4 Responses to “Does Darwinism apply to hospitals?”

  1. Avery says:

    “…And in typical market-driven industries, too many companies typically mean prices are driven downward, while consolidation drives prices higher. That’s not the effect we want (or can afford) in healthcare….”

    Chris, don’t you think the Dartmouth folks have established that healthcare is freakishly NOT market driven? That the greater the supply, the greater the overall demand?

    A good argument has been made by Shannon Brownlee and others that if anything it is time for lopping, not pruning, but because one of the villains in the soaring cost of healthcare is oversupply.

    Nice redesigned page, btw. –Avery

  2. Chris Bevolo says:

    Hi Avery – great to hear from you! And yes, while not familiar with your specific references, I totally agree that “freakish” is an appropriate way to describe the market dynamics for provider healthcare. The more radiologists in a market, the more MRIs. Don’t seem to recall that graph in economics. I would agree it’s a huge reason for the overall cost of healthcare to society. Perhaps the economy combined with consumer-driven plans will force healthcare into a more typical supply/demand curve. As more patients opt to delay or avoid care, demand might force a tighter supply, or as you’ve termed it, “lopping.” More interesting, will we see a reduction of price in care as part of the oversupply? Haven’t seen it yet, but will be curious to watch and see how providers react when transparency highlights why a test at Hospital A costs twice the amount for the test at Clinic B.

  3. Avery says:

    “…More interesting, will we see a reduction of price in care as part of the oversupply?…”

    Excuse me while I keel over in hysterical laughter. If it happens, I think it will mostly be for nonreimbursable elective care like cosmetic plastic surgery, laser eye treatment, and so on. What other parts of the direct-care part of healthcare are sensitive to price?

    Then there’s the so-called transparency movement. In addition to the topsy-turvy economics of healthcare re supply/demand, “transparency” as currently manifested is nothing of the kind. Most of the dollar amounts revealed to the public reflect not prices but charges, which you and I know bear as much resemblance to provider reimbursements or to what patients pay out of pocket as a Steeler lineman does to a high school punter. Who knows, other than third-party payers, what “price” even means?

  4. Chris Bevolo says:

    My goodness – covering healthcare all these years has left you bitter and unbelieving.

    : )

    But remember I operate out of Minneapolis, where healthcare “price” transparency has been a hot topic for a couple of years, seemingly putting it head of many other U.S. markets. Last year and before, we saw an advertising war between two payers promoting their own hospital-price comparison web sites. And we’ve seen the birth of Carol.com, the online care marketplace.
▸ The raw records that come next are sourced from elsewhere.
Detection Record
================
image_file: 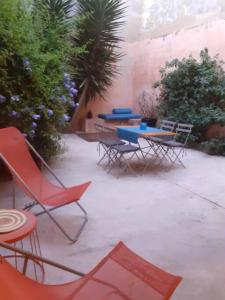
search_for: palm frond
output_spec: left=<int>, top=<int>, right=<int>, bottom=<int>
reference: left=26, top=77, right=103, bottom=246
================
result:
left=38, top=0, right=74, bottom=22
left=71, top=0, right=126, bottom=104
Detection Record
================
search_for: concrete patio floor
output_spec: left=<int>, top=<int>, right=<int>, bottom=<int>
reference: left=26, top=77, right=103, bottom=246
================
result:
left=0, top=135, right=225, bottom=300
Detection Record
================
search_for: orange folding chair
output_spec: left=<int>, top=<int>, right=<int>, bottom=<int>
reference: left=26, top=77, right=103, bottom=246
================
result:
left=0, top=242, right=182, bottom=300
left=0, top=127, right=90, bottom=242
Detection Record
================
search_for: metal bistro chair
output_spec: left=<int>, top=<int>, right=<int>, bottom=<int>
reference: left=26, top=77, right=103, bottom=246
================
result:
left=108, top=128, right=144, bottom=173
left=158, top=123, right=193, bottom=167
left=145, top=120, right=176, bottom=160
left=0, top=242, right=182, bottom=300
left=0, top=127, right=90, bottom=242
left=95, top=123, right=125, bottom=168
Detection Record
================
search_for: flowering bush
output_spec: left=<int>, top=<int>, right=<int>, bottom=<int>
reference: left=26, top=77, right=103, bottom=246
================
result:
left=0, top=0, right=77, bottom=159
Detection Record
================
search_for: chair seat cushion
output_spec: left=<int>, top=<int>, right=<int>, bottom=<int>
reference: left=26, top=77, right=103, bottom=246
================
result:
left=98, top=114, right=142, bottom=121
left=113, top=144, right=140, bottom=153
left=163, top=140, right=184, bottom=147
left=99, top=139, right=125, bottom=147
left=147, top=135, right=173, bottom=143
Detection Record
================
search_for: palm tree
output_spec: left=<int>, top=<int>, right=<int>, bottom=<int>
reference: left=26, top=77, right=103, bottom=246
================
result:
left=36, top=0, right=74, bottom=23
left=70, top=0, right=125, bottom=131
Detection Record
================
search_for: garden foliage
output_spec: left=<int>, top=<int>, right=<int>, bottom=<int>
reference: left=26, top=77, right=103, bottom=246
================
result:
left=71, top=0, right=125, bottom=106
left=155, top=49, right=225, bottom=155
left=0, top=0, right=77, bottom=159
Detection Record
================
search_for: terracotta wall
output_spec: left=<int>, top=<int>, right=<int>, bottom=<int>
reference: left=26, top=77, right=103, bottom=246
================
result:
left=88, top=19, right=225, bottom=116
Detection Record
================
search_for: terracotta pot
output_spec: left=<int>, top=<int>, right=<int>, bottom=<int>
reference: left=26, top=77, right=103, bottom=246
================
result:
left=0, top=160, right=12, bottom=182
left=141, top=118, right=157, bottom=127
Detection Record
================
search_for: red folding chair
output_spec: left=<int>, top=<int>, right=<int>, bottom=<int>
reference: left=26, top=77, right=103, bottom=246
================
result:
left=0, top=242, right=182, bottom=300
left=0, top=127, right=90, bottom=242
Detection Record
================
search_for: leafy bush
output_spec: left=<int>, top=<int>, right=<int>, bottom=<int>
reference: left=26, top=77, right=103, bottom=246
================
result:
left=201, top=138, right=225, bottom=156
left=155, top=49, right=225, bottom=150
left=0, top=0, right=77, bottom=159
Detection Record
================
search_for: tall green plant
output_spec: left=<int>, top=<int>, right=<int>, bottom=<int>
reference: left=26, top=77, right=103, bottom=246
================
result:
left=155, top=49, right=225, bottom=143
left=35, top=0, right=74, bottom=24
left=71, top=0, right=125, bottom=130
left=0, top=0, right=76, bottom=159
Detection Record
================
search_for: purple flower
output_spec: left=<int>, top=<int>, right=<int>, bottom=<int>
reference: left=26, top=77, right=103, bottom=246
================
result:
left=32, top=114, right=41, bottom=120
left=70, top=88, right=78, bottom=95
left=48, top=109, right=54, bottom=117
left=60, top=95, right=67, bottom=102
left=22, top=106, right=31, bottom=113
left=69, top=101, right=76, bottom=108
left=50, top=96, right=56, bottom=102
left=38, top=104, right=45, bottom=110
left=64, top=83, right=71, bottom=90
left=11, top=95, right=20, bottom=102
left=31, top=122, right=37, bottom=128
left=63, top=114, right=70, bottom=122
left=23, top=58, right=30, bottom=67
left=10, top=110, right=19, bottom=118
left=63, top=73, right=70, bottom=81
left=0, top=95, right=6, bottom=103
left=28, top=129, right=35, bottom=138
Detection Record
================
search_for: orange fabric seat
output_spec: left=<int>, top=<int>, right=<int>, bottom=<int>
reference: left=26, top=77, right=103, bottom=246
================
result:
left=0, top=127, right=90, bottom=241
left=0, top=242, right=181, bottom=300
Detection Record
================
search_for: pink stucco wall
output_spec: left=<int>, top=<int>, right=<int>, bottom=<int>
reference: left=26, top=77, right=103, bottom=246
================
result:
left=88, top=20, right=225, bottom=116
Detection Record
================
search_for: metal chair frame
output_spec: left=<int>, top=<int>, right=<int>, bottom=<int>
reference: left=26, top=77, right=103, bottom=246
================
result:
left=0, top=139, right=88, bottom=243
left=0, top=242, right=182, bottom=300
left=108, top=143, right=141, bottom=174
left=144, top=120, right=177, bottom=171
left=156, top=123, right=193, bottom=168
left=108, top=129, right=145, bottom=174
left=95, top=123, right=124, bottom=168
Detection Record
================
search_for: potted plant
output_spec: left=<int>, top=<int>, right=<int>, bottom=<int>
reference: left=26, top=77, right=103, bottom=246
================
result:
left=138, top=91, right=157, bottom=127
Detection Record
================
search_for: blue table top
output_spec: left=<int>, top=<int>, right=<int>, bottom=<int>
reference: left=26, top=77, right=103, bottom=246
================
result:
left=117, top=127, right=171, bottom=144
left=117, top=127, right=166, bottom=135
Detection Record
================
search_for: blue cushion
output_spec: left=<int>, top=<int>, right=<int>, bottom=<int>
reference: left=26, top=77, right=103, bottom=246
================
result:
left=98, top=114, right=142, bottom=121
left=112, top=108, right=132, bottom=114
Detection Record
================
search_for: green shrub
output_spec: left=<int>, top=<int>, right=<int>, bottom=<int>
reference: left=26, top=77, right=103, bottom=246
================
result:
left=155, top=49, right=225, bottom=149
left=201, top=138, right=225, bottom=156
left=0, top=0, right=77, bottom=159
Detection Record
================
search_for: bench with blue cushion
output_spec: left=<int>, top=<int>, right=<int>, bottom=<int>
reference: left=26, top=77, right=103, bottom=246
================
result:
left=98, top=108, right=142, bottom=121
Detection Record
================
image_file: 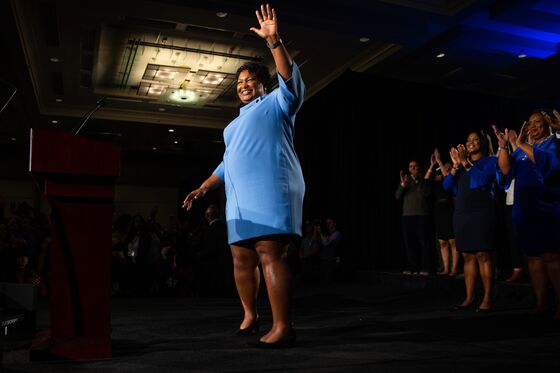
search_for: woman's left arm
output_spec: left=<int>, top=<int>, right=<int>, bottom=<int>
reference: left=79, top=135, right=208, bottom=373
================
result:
left=250, top=4, right=292, bottom=80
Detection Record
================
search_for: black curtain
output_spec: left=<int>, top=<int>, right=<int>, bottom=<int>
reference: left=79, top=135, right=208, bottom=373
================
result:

In September, they announced a new program, in partnership with two large local systems, to provide care “packages” to the employees of large companies. These packages, for conditions such as coronary artery disease, asthma or diabetes, would offer a set of care offerings – doc visits, tests, education, etc. – for a set price (yes, price) per year. According to an article in the Minneapolis Star Tribune, 3M, General Mills and Medtronic had all signed up for the program. Alas, since then, Carol.com has shuttered its online shopping site, as not enough patients purchased care through it (perhaps proving your point). I’m not sure where their healthcare package concept sits as a result.

    That’s pretty radical, no? I’ve also had two physicians – an opthamologist and a podiatrist – lament their low volumes of late, in the same breath noting the “high prices” their system charges in comparison to independent providers. An interesting series in the Star Tribune has noted that, at least locally, providers have been monitoring and in some case resetting their “prices” in response to additional transparency and inquiries from patients.

    In the end, seeing healthcare act like a “normal” market-driven industry is a long ways off (if at all). So your skepticism is well placed, as is your accurate depiction that “price” is usually referring to charges. But even in Minnesota, the ice can thaw once in awhile.